Understanding the influence of landscape connectivity on plant assemblages' structure is a central issue in landscape ecology. So far, empirical studies showed contradictory results, possibly due to (1) an inaccurate assessment of landscape connectivity prioritizing the effect of some habitat types among others, when landscape connectivity may be best estimated accounting for the different ecological continuity types independently and (2) the absence of consideration that plant dispersal vectors may be positively or negatively influenced by the different continuity types.

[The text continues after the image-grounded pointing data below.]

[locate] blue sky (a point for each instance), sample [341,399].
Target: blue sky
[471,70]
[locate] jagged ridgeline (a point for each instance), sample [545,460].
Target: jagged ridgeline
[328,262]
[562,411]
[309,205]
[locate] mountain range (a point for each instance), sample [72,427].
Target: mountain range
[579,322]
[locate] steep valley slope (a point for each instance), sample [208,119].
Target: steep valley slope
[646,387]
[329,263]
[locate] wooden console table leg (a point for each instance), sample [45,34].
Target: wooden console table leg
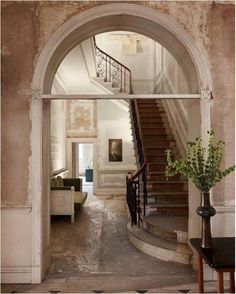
[220,282]
[231,282]
[200,275]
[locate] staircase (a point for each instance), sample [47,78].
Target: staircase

Here, we studied plant assemblages in agricultural landscapes comprising three main habitat types: woodlands, grasslands, and crops. Using 25 habitat patches per habitat type, we analysed the effect of connectivity on plant assemblages' similarity between pairs of patches for three dispersal modes (animal-dispersed, wind-dispersed and unassisted). Plant response was evaluated relatively to the random similarity expected based on the species pool. We measured connectivity using circuit theory, combining continuities provided independently by wooded, grassland and crop elements.

Plant assemblages' similarity in woodland and grasslands was better predicted by accounting for wooded, grassland and crop continuities together rather than by the continuities of the focal habitat alone. Assemblages' similarity was not related to connectivity in crops. In particular, connectivity provided by wooded continuities increased assemblage's similarity for both wooded and grassland assemblages. Responses were modulated though by dispersal mode. Animal dispersal in woodlands was promoted by wooded but disfavoured by crop continuities whereas in grasslands, it was promoted by crop and woodland ones. Wind-dispersal species was independent of connectivity. Dispersal of unassisted species was promoted by wooded continuities for grasslands.

Our study demonstrates that the simultaneous consideration of the different continuity types to assess connectivity improve our capacity to predict plant community assemblages. Specifically, some assembly rules related to plant dispersal were determined by the additive effects of the different ecological continuities.